Engraçado como é a vida, sempre estive do outro lado como adversário e analisando os pontos fortes e fracos do Jaime, e agora estava ali torcendo agoniado pela vitória dele e da esposa.
O sábado terminou com Jaime perdendo nas oitavas, mas a Amanda foi para a final no domingo.
Nas finais, fiquei na primeira fila da arquibancada para curtir o espetáculo. Eis então que entra um dos casais mais casca-grossas da história do Jiu-Jitsu moderno:
Jaime carregando Esther no colo e a Amanda pronta para fazer a final com uma pedreira como a Bia Basílio.
Alguém na plateia me disse que tinha visto ela acabar de amamentar momentos antes da final peso-pena. A área de aquecimento da Amanda era do lado de onde fiquei. Peguei então meu celular e fui lá registrar esse momento.
Primeiro fiz a foto que inicia este artigo, onde ambos pareciam estar em casa cuidando da Esther, num momento comum de um dia qualquer. Foi realmente uma cena tocante, em que sentimentos antagônicos como paz/amor e guerra/estresse coexistiam em perfeita harmonia.
Em seguida, chamei “Jaime”. Eles olharam e fiz uma linda foto de uma família vencedora.
Quando ela pisou no tatame, torci como se fosse um atleta que trabalha comigo por décadas. Não deu. A Amanda acabou perdendo num pequeno detalhe para a Bia Basílio e ficou com o vice-campeonato.
O que não muda em absolutamente nada essa história. Eu trouxe na verdade a história por trás de uma foto, inspirado nos veteranos de coberturas, para exemplificar o que é o esporte de alto rendimento.
Alto rendimento é ter acima de tudo amor pelo que faz. Certa vez, Mahamed Aly me disse que era impressionante o amor que eu colocava no meu trabalho e a energia que investia em todos os atletas que trabalhavam comigo.
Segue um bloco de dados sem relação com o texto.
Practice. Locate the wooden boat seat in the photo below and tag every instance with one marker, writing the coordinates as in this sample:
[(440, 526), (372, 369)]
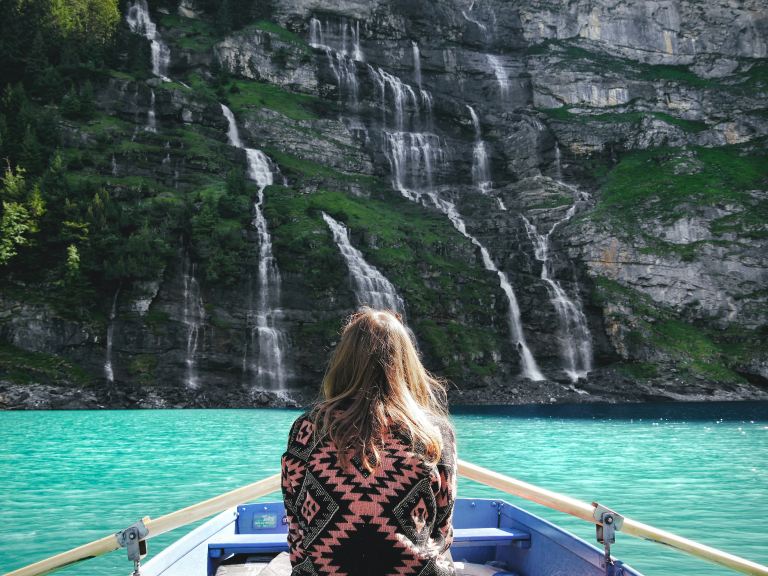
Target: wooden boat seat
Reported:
[(263, 543)]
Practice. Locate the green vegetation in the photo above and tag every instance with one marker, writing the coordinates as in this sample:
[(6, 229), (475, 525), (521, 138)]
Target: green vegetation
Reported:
[(244, 94), (194, 34), (658, 181), (693, 349), (24, 367), (282, 34), (566, 114)]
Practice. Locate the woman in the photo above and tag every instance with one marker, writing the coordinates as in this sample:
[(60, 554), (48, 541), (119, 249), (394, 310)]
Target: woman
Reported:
[(368, 477)]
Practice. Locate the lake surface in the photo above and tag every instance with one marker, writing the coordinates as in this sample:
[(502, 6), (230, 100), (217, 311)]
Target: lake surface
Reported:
[(700, 470)]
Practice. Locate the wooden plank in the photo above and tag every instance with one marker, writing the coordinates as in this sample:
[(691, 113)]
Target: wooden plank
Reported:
[(585, 511)]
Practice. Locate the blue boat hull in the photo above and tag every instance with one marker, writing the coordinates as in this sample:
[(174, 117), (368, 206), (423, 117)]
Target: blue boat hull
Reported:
[(485, 531)]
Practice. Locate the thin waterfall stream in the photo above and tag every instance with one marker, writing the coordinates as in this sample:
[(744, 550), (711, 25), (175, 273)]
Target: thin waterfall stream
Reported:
[(193, 318), (140, 22), (267, 365), (481, 171), (575, 339), (109, 372), (371, 286)]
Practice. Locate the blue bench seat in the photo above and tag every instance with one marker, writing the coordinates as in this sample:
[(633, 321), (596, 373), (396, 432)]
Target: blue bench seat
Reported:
[(269, 543), (463, 537)]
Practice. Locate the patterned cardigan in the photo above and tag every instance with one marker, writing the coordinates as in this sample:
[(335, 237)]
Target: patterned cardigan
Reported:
[(347, 522)]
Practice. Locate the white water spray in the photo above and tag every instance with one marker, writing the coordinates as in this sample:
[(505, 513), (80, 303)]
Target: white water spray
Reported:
[(416, 64), (502, 77), (194, 319), (370, 285), (140, 22), (575, 339), (151, 116), (109, 372), (481, 171), (529, 366), (268, 366)]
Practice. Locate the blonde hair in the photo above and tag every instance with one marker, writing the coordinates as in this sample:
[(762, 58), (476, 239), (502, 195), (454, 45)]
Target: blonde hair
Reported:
[(375, 382)]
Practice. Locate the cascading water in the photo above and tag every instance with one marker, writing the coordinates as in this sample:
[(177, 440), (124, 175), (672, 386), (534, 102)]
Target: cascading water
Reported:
[(467, 14), (370, 285), (140, 22), (346, 50), (194, 319), (413, 152), (575, 339), (151, 116), (341, 36), (502, 77), (481, 171), (109, 372), (416, 65), (268, 366), (527, 361)]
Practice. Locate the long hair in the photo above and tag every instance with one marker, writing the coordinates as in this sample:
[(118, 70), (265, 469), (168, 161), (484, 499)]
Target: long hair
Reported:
[(375, 383)]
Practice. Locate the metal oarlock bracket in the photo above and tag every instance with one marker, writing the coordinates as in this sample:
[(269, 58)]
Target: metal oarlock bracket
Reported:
[(132, 538), (608, 523)]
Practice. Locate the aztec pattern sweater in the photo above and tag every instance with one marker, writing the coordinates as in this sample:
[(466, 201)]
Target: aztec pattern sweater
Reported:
[(395, 521)]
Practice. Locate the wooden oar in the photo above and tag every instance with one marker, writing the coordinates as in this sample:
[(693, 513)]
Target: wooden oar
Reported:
[(585, 512), (156, 527)]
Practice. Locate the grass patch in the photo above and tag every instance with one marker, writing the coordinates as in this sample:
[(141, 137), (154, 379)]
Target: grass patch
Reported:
[(282, 33), (22, 367), (695, 350), (293, 165), (660, 180), (245, 94), (193, 34)]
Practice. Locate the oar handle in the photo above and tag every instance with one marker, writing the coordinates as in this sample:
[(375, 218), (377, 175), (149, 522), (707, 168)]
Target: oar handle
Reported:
[(156, 527), (585, 512)]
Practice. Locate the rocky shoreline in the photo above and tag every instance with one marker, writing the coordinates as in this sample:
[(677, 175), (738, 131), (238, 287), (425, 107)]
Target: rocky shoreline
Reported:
[(605, 386)]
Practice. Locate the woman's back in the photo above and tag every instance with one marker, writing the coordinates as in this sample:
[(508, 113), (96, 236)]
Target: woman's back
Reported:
[(368, 476), (395, 519)]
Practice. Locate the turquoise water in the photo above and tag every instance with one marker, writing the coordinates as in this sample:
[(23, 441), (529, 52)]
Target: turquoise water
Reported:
[(697, 470)]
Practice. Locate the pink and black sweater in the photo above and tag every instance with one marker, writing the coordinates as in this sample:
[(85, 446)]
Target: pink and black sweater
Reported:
[(346, 522)]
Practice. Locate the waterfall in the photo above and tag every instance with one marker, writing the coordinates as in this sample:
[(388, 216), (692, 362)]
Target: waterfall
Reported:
[(342, 61), (193, 319), (575, 340), (370, 285), (413, 153), (342, 37), (501, 76), (232, 133), (413, 157), (481, 171), (467, 14), (268, 367), (109, 372), (528, 362), (151, 118), (416, 64), (140, 22)]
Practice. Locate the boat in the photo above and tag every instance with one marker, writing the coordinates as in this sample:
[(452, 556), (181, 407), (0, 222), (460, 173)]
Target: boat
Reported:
[(491, 537)]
Quando Jaime me disse que “com amor tudo fica mais fácil”, instantaneamente ele me respondeu as questões que eu me fizera quando vi os dois chegando com a Esther. Parabéns aos três pela imensa façanha.
Para você, leitor, que deseja atingir grandes objetivos na sua vida, tenha certeza que com amor tudo fica mais fácil. Oss!